Últimas notícias

Terapia irónica



O recente lançamento da 'Bordaterapia' procura vender uma imagem idílica de "bem-estar" e "tradição". Mas a realidade não é assim. A realidade da atividade das mulheres que sustentam esta arte está longe de ser uma terapia, antes pelo contrário.

Enquanto promovem o bordado como uma experiência imersiva para turistas, a profissão de bordadeira continua mergulhada num ciclo de precariedade, problemas de saúde e invisibilidade. Chamar "terapia" ao bordado pode ser visto como um insulto às mulheres que dedicam décadas da sua vida a esta atividade, classificada legalmente como profissão de desgaste rápido, com reforma aos 60 anos após apenas 15 anos contributivos.

Fonte de patologias 

O que para o turista é um momento de lazer, para a profissional é uma fonte de patologias físicas. O trabalho exaustivo de proximidade, muitas vezes realizado em condições de iluminação precária nas zonas rurais, resulta em:

Danos visuais irreversíveis: A fadiga ocular extrema, com foco em pontos de 1-2 mm por 6-8 horas diárias, leva a uma perda precoce de acuidade visual e necessidade de óculos precoces;

Lesões musculoesqueléticas: A postura rígida e curvada – sentada com o tecido no colo ou mesa baixa – provoca problemas crónicos na coluna, ombros e pescoço, agravados por movimentos repetitivos;

Doenças ocupacionais: Síndrome do túnel cárpico e tendinites são a regra, não a exceção, numa profissão que exige precisão minuciosa e gera calos e rigidez articular após centenas de horas por peça.

Para quem borda por subsistência, a agulha não é um instrumento de relaxamento, mas sim uma ferramenta que consome a saúde em troca de rendimentos baixos – como os €2-5 por hora efetiva face a peças que vendem por €50-500.

Produto turístico...

A iniciativa foca-se na "valorização do produto turístico diferenciador", mas esquece-se de valorizar o ser humano por trás do pano de linho.

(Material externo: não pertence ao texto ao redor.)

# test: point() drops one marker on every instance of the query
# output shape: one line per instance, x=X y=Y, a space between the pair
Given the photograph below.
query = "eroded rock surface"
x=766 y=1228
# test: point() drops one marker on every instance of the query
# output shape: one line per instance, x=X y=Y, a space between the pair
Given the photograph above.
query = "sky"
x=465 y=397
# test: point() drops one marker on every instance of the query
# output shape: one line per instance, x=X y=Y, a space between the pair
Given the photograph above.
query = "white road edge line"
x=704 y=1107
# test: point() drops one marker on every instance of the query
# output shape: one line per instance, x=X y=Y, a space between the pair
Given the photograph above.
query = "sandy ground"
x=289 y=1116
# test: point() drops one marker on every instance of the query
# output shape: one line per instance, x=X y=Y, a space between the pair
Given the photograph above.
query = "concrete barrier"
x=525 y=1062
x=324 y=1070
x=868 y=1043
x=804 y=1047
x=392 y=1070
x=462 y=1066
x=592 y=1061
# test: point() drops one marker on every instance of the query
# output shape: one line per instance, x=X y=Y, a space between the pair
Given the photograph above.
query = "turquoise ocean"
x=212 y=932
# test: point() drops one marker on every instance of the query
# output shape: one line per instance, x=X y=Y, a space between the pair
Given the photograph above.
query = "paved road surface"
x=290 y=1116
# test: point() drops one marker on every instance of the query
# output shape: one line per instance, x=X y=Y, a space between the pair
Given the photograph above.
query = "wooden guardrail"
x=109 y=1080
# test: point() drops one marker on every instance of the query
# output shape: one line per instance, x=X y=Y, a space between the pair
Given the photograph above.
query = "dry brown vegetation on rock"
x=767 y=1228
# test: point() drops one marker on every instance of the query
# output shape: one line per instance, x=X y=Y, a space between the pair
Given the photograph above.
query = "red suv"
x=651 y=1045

Atente-se que a estrutura do setor continua a basear-se numa disparidade evidente: bordadeiras recebem 20-30% do preço final (ex: €20-30 num lenço de €150), enquanto fábricas e intermediárias capturam o resto num setor de €500.000 anuais (2024).

Algumas operam em regime de informalidade ou com proteções sociais mínimas, complementadas por subsídios que o próprio Governo chamou de "injustiça brutal".

O pagamento por ponto industrial (85% dos reais), de €0,88-€3,34/100 pontos, permanece anacrónico face às centenas de horas investidas.

Desfasamento

Levar o bordado para a Fajã dos Padres ou Museu de Arte Sacra como um espetáculo para visitantes tende a optar pela "turistificação" de um sofrimento real. É uma gestão de expectativas que privilegia o olhar do estrangeiro em detrimento da dignidade da trabalhadora local – num setor com média etária superior a 50 anos, onde jovens fogem pela falta de paciência e retorno baixo, ameaçando extinção em 10-15 anos.

Se o Bordado Madeira é um "elemento identitário", essa identidade está a ser construída sobre exploração. A verdadeira valorização não passa por criar "novas formas de afirmação do destino", mas sim por salários justos, fim do regime de agentes com comissões e inovação que reparta equitativamente os valores gerados.

A 'Bordaterapia' é, no fundo, um conceito assente em pés de barro: uma terapia para quem observa, e uma desconsideração por quem executa.